В аэровокзал я не попал: транзитных пассажиров выводили через маленький терминальчик сбоку от здания аэровокзала. Ох уж эта геометрия аэропортов! Портики Древней Греции, порты Британии, порталы Интернета. Семнадцать тысяч лет человечество не менялось в своей любви к узким проходам… Пожалуй, только в Борисполе (по-украински: Бор [ы] споль, по пра-славянски: «стан борцов»), аэропорту под Киевом нет никаких боковых терминалов, там всё цельно, всё вкупе, всё на двух этажах круглого аэровокзала, а через каждые полчаса по широкому проходу между залом ожидания и буфетом идут плечом к плечу семь толстушек-уборщиц в белых халатах и толкают перед собой швабры с мокрыми тряпками по малахитово-серому линолеуму. Когда-то с Женей Скороглядовым (дружеское прозвище — ротмистр Минский) мы просидели в Борисполе шесть суток без копейки денег, ожидая самолета рейса «Киев — Ростов — Атагуль». Лёшка Петров, он же штабс-капитан Чемоданов, улетел алмаатинским рейсом: мы, а главное — он сам, были уверены, что только штабс-капитан сможет добраться из Алма-Аты в Атагуль, не имея ни копейки собственных денег (так оно и получилось: случайный попутчик, сосед по ряду кресел, оказался коренным атагульцем и одолжил Лёшке сто рублей)… Ах, да: меня тогда звали поручик Ржевский… Боковые терминалы, пассажи, накопители есть во Внуково, Быково и, конечно, Домодедово. В Воронеже и Чите. В Новосибирске и Риге. В аэропорту «Парнас» города Атагуля и в аэропорту «Пулково» под Ленинградом-Питером. В Бакинском аэропорту рядом с такими проходами всегда торгуют красными гвоздиками интеллигентные азербайджанцы, азербайджанцы, даже торговцы, даже урки — довольно мягких манер, в отличие от всех других семитских народов, включая не только северокавказский вавилон, но и арабов и тех же евреев…

На привокзальной площади аэропорта Красноярска остались только я, соискатель степени кандидата филологических наук Андрей Ружин, и этапируемый парень в наручниках и с древней яфетической грустью в глазах. Его сопровождали два опера.
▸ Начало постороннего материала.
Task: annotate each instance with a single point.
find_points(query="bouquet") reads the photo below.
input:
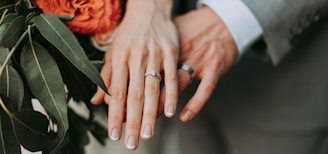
(46, 54)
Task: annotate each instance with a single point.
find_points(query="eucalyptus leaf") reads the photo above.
(10, 17)
(46, 84)
(79, 86)
(31, 128)
(8, 142)
(3, 54)
(64, 40)
(13, 32)
(11, 86)
(22, 7)
(3, 29)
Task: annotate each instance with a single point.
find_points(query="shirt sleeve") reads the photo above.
(240, 21)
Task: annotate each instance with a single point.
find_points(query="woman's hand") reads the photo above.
(146, 40)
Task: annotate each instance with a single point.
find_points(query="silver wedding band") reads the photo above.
(188, 69)
(154, 74)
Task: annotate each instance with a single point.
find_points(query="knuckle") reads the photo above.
(171, 95)
(152, 89)
(151, 115)
(133, 125)
(209, 88)
(117, 94)
(136, 96)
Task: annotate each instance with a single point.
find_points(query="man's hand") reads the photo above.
(208, 47)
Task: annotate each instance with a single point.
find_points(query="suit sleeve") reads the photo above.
(283, 22)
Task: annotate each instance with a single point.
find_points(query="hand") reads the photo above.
(145, 40)
(208, 47)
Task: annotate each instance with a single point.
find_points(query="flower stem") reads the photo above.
(3, 15)
(12, 51)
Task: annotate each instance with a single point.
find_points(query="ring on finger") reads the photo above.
(154, 74)
(188, 69)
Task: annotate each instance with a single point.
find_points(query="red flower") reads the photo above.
(90, 16)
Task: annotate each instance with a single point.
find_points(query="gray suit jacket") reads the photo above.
(291, 91)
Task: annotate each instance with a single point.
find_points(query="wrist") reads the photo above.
(144, 7)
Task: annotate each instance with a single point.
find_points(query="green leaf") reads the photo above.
(8, 141)
(79, 86)
(31, 128)
(10, 17)
(3, 54)
(13, 32)
(64, 40)
(46, 84)
(22, 7)
(3, 29)
(11, 86)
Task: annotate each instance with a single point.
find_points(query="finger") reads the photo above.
(203, 93)
(184, 79)
(116, 101)
(134, 107)
(171, 84)
(106, 76)
(152, 90)
(160, 108)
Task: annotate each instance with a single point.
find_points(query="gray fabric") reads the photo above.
(201, 139)
(284, 21)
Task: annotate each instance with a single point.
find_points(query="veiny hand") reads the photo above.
(145, 40)
(208, 47)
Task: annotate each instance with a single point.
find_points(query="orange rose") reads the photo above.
(90, 16)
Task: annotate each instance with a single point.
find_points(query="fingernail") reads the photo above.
(186, 116)
(115, 135)
(170, 111)
(131, 143)
(93, 98)
(147, 133)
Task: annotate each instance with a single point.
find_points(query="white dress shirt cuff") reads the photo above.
(240, 21)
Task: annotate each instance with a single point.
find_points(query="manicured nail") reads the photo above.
(131, 143)
(186, 116)
(115, 135)
(170, 111)
(147, 133)
(93, 98)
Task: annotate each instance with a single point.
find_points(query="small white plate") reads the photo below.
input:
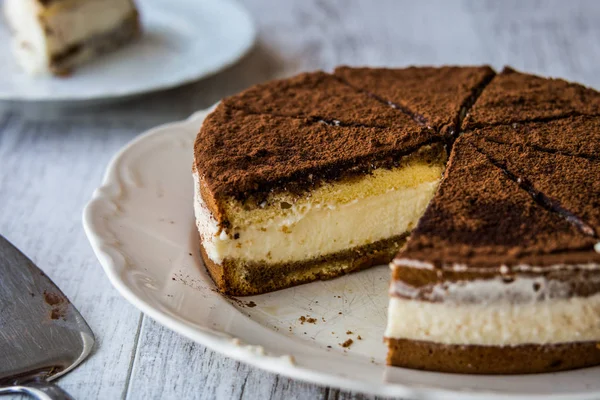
(183, 41)
(141, 226)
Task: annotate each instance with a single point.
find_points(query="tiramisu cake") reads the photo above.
(322, 174)
(54, 36)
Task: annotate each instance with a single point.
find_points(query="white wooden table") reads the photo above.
(51, 159)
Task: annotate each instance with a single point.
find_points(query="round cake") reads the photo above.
(481, 189)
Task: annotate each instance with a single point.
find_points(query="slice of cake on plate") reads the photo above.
(310, 178)
(502, 273)
(54, 36)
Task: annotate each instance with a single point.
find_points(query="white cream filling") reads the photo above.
(499, 317)
(319, 229)
(34, 43)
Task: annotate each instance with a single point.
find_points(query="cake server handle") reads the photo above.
(38, 389)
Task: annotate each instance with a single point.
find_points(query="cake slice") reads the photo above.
(577, 136)
(286, 200)
(54, 36)
(317, 96)
(496, 278)
(436, 97)
(516, 97)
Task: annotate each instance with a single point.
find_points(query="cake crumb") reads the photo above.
(307, 319)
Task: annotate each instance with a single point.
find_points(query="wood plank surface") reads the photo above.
(52, 158)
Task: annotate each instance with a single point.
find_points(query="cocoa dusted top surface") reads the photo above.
(514, 96)
(433, 96)
(571, 136)
(485, 216)
(241, 154)
(521, 186)
(318, 96)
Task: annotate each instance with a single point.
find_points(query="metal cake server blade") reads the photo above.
(42, 335)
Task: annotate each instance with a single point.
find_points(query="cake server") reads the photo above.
(42, 336)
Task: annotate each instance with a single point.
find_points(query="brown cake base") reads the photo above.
(523, 359)
(62, 64)
(237, 278)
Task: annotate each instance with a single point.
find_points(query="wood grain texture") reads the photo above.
(51, 159)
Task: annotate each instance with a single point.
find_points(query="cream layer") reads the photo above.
(40, 32)
(314, 230)
(495, 314)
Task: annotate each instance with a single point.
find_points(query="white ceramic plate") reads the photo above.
(141, 226)
(183, 41)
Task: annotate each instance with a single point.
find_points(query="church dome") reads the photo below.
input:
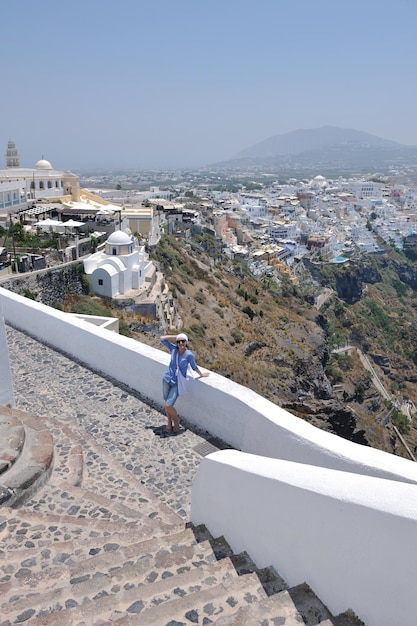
(119, 238)
(43, 164)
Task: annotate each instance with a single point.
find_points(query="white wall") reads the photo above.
(350, 537)
(347, 533)
(6, 385)
(227, 410)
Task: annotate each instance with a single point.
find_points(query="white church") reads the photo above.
(122, 267)
(21, 185)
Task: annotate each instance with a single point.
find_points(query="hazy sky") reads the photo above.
(164, 83)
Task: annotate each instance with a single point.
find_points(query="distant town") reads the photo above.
(267, 219)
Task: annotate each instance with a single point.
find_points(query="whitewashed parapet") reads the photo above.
(349, 536)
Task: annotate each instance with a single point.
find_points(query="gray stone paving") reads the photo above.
(47, 383)
(104, 541)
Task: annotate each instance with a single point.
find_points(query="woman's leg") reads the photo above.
(172, 416)
(170, 396)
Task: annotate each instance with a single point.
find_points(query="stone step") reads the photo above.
(12, 438)
(277, 609)
(309, 605)
(204, 605)
(199, 606)
(79, 502)
(82, 463)
(23, 528)
(165, 555)
(123, 598)
(33, 465)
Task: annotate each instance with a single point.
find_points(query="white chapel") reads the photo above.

Ни у меня, ни у подследственного не было чемоданов, нам не нужно было перемещаться в аэровокзал к заедающему конвейеру и бедным чемоданам, бьющимся унылыми углами о тупые углы…

Сосновые леса под Красноярском похожи на сосновые леса под Екатеринбургом…

— Андрей Васильевич, собственной персоной!

— Здравствуйте, Наталья Витальевна!

— Быстро меня нашли? Не плутали по городку?

— Да я бы с удовольствием поплутал. Иду по сосновому скверу, а с деревьев белки спускаются и в глаза заглядывают.

— Да уж, они у нас такие. Предпочитают грецкие орехи, но не отказываются и от печенья «Солнышко»… Ставьте сумку в ту комнату, там и будете жить.

— Наталья Витальевна!

— Всё, решено! Надеюсь, вы не в последний раз, в следующий поселитесь в гостинице, она, кстати, в этом же доме, а пока потерпите мой избыточный дискурс. Значит, так…

В Красноярске, за отелем «Красноярск» есть мостик Цветаевой, ажурная деревянная арка через канальчик, похожий на миниатюру питерского канала Грибоедова… Темно-синие спины Саянских предгорий за Новым городом, широченный мост через Енисей, под которым, на берегу, неизвестно как, примостился между рекой и прибрежными зданиями Нового города стадион специально для игры в русский хоккей, кажется, единственный в мире — обычно для игры в хоккей с мячом просто в ноябре заливают под лед поля футбольных стадионов… Красные дома главного проспекта Старого и всея города, от него идут переулки. Они здесь прямо семантичны. Они действительно пересекают под прямым углом главную улицу и упираются одним концом в безлесые красные холмы, другим — в берег Енисея. И Стрелка здесь прямо семантична. Стрелка — по-древнерусски «встреча двух рек под острым, как наконечник стрелы, углом»… А когда едешь на автобусе с университетской окраины, с окончания проспекта Свободного к центру города, в районе подхода к железнодорожному вокзалу десятка путей видно с моста целое озеро красных и зеленых шагаловских крыш…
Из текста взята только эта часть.